DAILY FILM DOSE: A Daily Film Appreciation and Review Blog: El Dorado

Monday 1 June 2009

El Dorado


El Dorado (1967) dir. Howard Hawks
Starring: John Wayne, Robert Mitchum, James Caan, Ed Asner

**1/2

With hindsight, by 1967, with the onset of new liberal Hollywood a studio Western with John Wayne, directed by Hollywood legend Howard Hawks, seemed a little obsolete and out of date. Hawks was known in Hollywood as an adaptive director, a populist auteur with an invisible style who could work in any genre and lauded by many great directors: Martin Scorsese, Peter Bogdanovich, John Carpenter and even Quentin Tarantino.

"El Dorado" was Hawks' second last film, and to no surprise it's a by-the-numbers Western featuring the swaggering John Wayne as a hired gun who enters into a war between local drunk sheriff (Robert Mitchum) and a band of bullies, headed by Ed Asner. Tagging along is a young James Caan, as Wayne's affable young protégé.

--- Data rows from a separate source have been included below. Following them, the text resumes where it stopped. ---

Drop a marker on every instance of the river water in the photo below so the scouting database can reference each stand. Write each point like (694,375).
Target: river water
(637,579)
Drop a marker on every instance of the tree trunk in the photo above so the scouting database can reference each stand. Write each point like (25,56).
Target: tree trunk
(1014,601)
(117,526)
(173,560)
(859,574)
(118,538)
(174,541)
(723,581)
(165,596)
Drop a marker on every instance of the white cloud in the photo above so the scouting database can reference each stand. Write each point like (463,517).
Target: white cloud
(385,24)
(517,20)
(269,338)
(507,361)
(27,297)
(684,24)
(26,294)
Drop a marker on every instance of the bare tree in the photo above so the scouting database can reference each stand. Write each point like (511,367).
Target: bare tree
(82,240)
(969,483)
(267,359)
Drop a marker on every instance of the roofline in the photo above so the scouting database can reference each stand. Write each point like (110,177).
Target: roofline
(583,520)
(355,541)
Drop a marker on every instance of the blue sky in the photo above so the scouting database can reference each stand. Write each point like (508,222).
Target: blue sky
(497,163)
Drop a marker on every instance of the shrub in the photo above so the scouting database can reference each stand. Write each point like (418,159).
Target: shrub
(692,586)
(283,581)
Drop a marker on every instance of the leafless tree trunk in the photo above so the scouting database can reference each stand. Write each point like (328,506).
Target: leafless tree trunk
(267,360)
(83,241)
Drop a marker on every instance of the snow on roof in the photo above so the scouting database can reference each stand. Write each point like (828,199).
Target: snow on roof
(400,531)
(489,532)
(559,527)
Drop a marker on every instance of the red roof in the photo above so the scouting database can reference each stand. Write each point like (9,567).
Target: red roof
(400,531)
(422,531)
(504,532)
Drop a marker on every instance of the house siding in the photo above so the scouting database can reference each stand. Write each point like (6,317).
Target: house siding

For 1967, it probably provided enough adequate genre entertainment for audiences. There's a distinct over familiarity to the picture though. After a meandering first hour I figured it out, the second half has the same rhythm and focus as Hawks' "Rio Bravo" (for reasons I could never understand, one of the most revered pictures by those mentioned above).  Hawks handles half-a-dozen key characters, confidently moving from comic relief to taut action and suspense. Although at 126 minutes it's 20 to 30 minutes too long.

In the annals of cinema history though, it's an average entry in the genre. For Western newbies or even casual fans, without the stylistic stamp of authorship, like the mythological majesty of John Ford, the minimalist humanism of Budd Boetticher or the revisionist hyper-styling of Sergio Leone, it's a picture for old Hollywood cinephiles only.

Paramount has packaged the film as a two-disc Centennial Collection, containing a wealth of extra material. Peter Bogdanovich, a marvellous anecdotal storyteller when it comes to film history, once again muses eloquently on one of the commentary tracks. Renowned critics Richard Schickel (Time) and Todd McCarthy (Variety) along with Ed Asner combine on the other running commentary. The seven-part "making of" on disc two is well produced and is more than just a recycling of older material.